Ci trovammo davanti alla libreria Fltrinelli sabato 28 ottobre alle tre del pomeriggio. Ifigenia aveva in mano una borsa di tela; io avevo lasciato la mia Volkswagen nera decappottabile parcheggiata lì vicino : entrambi avevamo portato le tute e le scarpe per correre, o comunque fare ginnastica. Le avevo detto che l’avrei portata “sui campi” ma poi avevo pensato che era meglio andare al campo sportivo, il campo scuola di via Michelino dove c’è una pista per la corsa. Un poco per nostalgia della pista di Debrecen, un po’ per il fatto che un campo sportivo mi sembrava meno intimo e impegnativo che una capìmpagna solitaia. Tra l’altro correndo su pista e cronometrato avrei avuto modo di fare bella figura siccome per la corsa non breve sono dotato e allora ero anche abbastanza allenato. Ora comprendo che in quei giorni pensavo soltanto a me stesso, ai problemi miei, al mio interesse, senza considerare la volontà della ragazza che con l’anima piena non solo di vanità, malizia e libidine, ma anche di amore, mito e poesia, voleva comunicare con me, ascoltarmi, imparare, e, se avesse potuto aprirmi il corpo e l’anima con fiducia, manifestarmi del tutto i suoi sentimenti.

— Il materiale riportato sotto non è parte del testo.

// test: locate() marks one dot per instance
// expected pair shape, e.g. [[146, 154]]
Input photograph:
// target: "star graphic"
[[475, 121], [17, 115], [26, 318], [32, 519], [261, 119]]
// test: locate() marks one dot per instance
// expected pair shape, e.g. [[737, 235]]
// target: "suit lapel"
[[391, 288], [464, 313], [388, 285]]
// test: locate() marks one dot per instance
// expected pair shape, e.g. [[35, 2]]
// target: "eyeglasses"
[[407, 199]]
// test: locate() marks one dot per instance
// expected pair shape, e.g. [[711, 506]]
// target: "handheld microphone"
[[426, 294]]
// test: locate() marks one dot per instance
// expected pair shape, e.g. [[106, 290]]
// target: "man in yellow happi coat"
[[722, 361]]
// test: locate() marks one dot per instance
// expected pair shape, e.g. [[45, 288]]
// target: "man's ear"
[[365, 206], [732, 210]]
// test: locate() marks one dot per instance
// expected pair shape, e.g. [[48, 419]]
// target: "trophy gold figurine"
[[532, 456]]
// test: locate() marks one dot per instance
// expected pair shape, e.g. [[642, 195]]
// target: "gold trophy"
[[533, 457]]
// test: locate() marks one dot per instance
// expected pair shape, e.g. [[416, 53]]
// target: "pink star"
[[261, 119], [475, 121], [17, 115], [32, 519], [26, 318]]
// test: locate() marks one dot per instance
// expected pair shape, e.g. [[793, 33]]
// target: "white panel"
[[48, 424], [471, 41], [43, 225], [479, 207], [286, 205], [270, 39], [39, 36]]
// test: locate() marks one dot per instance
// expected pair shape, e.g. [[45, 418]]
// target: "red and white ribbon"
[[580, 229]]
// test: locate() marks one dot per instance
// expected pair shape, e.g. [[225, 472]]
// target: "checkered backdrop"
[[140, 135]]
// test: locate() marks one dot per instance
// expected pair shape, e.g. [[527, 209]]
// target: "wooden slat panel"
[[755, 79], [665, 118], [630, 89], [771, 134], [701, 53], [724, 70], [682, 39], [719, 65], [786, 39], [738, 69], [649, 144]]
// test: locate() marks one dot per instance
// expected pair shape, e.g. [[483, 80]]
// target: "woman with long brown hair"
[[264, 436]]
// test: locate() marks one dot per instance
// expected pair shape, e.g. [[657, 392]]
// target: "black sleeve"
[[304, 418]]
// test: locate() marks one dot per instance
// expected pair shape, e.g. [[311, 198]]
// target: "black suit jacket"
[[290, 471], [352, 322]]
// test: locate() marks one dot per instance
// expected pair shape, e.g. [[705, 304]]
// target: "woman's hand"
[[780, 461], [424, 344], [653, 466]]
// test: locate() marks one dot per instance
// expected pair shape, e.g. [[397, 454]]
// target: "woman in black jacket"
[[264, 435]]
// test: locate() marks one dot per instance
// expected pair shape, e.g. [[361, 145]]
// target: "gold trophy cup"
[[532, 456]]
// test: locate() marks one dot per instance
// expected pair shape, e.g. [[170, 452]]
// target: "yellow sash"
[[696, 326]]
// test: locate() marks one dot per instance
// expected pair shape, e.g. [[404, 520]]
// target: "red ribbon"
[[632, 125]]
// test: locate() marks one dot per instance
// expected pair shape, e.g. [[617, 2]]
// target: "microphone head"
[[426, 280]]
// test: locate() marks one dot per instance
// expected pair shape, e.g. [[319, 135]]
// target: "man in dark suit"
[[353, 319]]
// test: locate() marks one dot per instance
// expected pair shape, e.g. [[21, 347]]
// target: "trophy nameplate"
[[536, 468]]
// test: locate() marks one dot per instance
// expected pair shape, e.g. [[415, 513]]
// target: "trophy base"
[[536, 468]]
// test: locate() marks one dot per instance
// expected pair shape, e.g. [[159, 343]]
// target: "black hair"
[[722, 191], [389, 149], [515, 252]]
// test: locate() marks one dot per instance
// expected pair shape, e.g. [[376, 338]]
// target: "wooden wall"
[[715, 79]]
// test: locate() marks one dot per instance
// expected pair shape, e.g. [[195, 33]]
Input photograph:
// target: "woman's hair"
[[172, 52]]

La sconfitta sul lavoro mi aveva reso diffidente e meschino perché è proprio vero che un insuccesso ti mette in guardia da altre sventure, ti fa arretrare, mentre il successo viceversa ti spinge avanti.

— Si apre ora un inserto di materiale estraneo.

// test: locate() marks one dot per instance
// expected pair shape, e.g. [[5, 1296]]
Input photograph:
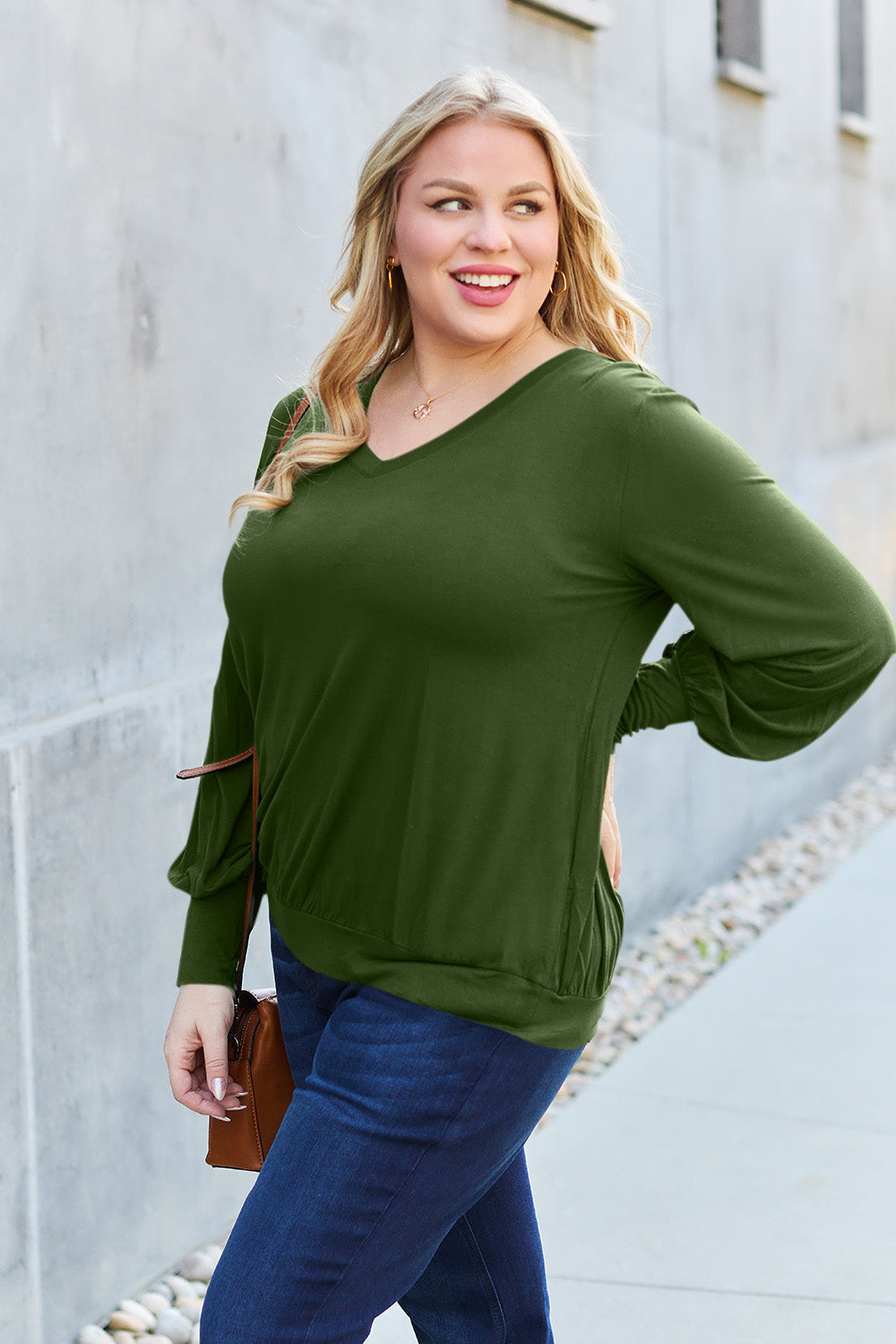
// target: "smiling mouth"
[[473, 277]]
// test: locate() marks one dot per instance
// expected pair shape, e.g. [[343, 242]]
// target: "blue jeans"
[[398, 1175]]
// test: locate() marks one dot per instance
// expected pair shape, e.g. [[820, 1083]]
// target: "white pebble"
[[179, 1285], [191, 1306], [155, 1301], [139, 1312], [175, 1325], [198, 1266], [124, 1322]]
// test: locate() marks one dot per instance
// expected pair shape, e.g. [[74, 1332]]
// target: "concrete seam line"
[[19, 825]]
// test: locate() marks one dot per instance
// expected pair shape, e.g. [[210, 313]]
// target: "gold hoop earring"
[[557, 271]]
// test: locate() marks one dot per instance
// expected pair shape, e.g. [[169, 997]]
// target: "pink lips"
[[487, 297]]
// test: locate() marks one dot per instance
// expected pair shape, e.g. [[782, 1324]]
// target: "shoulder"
[[285, 421], [621, 389]]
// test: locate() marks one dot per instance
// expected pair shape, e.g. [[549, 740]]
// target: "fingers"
[[196, 1050]]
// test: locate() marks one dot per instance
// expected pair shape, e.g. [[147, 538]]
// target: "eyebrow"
[[452, 185]]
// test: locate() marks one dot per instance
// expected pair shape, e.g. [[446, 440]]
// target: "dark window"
[[852, 56], [739, 31]]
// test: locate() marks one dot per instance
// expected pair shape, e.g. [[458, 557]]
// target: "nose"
[[487, 231]]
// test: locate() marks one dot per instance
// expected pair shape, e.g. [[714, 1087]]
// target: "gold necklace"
[[424, 409]]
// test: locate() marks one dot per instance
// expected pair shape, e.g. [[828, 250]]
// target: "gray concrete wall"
[[174, 185]]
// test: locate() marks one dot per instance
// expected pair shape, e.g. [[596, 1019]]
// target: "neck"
[[438, 366]]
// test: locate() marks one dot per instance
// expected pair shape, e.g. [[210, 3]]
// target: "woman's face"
[[476, 234]]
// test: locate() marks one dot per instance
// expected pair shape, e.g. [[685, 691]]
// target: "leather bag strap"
[[293, 421], [245, 755], [223, 765]]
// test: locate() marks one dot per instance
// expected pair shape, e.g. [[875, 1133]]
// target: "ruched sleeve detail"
[[214, 863], [788, 633]]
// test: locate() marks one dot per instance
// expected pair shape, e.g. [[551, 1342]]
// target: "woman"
[[438, 604]]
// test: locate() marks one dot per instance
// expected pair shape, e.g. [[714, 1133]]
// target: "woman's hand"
[[610, 838], [196, 1050]]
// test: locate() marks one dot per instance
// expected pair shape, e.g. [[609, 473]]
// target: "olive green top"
[[437, 653]]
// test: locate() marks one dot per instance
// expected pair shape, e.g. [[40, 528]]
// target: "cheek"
[[421, 241]]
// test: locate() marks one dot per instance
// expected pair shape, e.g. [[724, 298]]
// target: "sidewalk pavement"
[[732, 1176]]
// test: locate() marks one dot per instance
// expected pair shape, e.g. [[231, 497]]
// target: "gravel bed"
[[651, 978], [675, 959]]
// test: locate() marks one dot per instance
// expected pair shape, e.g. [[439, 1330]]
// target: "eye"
[[449, 204], [528, 207]]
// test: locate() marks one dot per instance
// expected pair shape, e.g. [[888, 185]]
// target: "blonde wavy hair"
[[594, 312]]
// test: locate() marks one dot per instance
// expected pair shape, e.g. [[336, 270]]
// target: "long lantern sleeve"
[[214, 863], [788, 633]]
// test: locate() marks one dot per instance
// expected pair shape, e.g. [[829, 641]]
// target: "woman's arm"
[[610, 838], [788, 633]]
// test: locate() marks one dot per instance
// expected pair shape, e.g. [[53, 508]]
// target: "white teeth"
[[482, 281]]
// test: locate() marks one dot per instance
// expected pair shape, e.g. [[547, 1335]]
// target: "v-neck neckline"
[[366, 460]]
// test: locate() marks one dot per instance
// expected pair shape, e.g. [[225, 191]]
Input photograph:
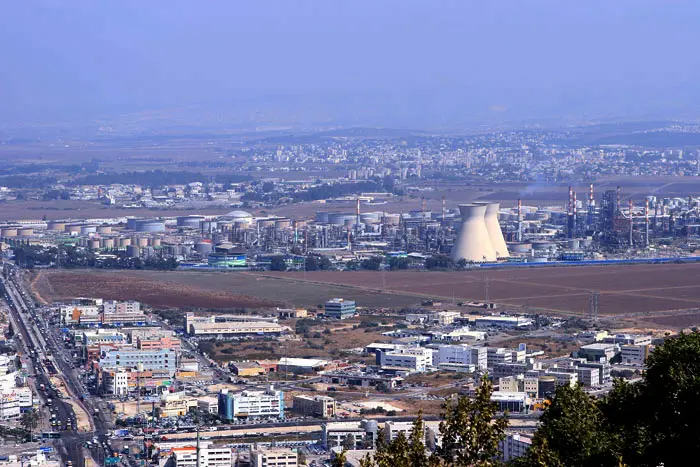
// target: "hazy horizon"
[[393, 63]]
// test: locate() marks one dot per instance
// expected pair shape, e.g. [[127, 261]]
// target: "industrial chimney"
[[494, 229], [473, 241]]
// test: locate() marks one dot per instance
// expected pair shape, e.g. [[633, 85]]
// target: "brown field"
[[202, 289], [624, 289]]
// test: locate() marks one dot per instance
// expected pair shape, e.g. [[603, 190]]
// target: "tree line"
[[649, 423]]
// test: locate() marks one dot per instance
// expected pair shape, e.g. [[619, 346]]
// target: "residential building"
[[496, 355], [510, 401], [274, 457], [415, 359], [463, 355], [340, 308], [514, 445], [158, 360], [598, 352], [251, 404], [444, 318], [247, 369], [166, 342], [635, 354], [502, 322], [208, 457], [627, 339], [176, 404], [208, 404], [363, 433], [314, 406]]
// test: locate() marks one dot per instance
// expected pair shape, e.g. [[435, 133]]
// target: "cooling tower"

Come mi fu giunta vicino, sorridente, vestita con un impermeabile beige, disse: “Ciao gianni, ascolta”.
La rimbeccai subito: “A Pesaro si dice ‘stai a sentire’, comunque ti ascolto”. Allora, si va a correre? Mi piacerebbe farlo a cronometro in una pista”
“Ieri veramente avevi parlato di campi”
“Intendevo uno dei campi sportivi. Il Baumann per esempio”.
“No, ci va troppa gente! Io voglio parlare con te, starti vicina. Noi due soli. Andiamo in campagna! Ho visto la tua automobile qui nei paraggi”.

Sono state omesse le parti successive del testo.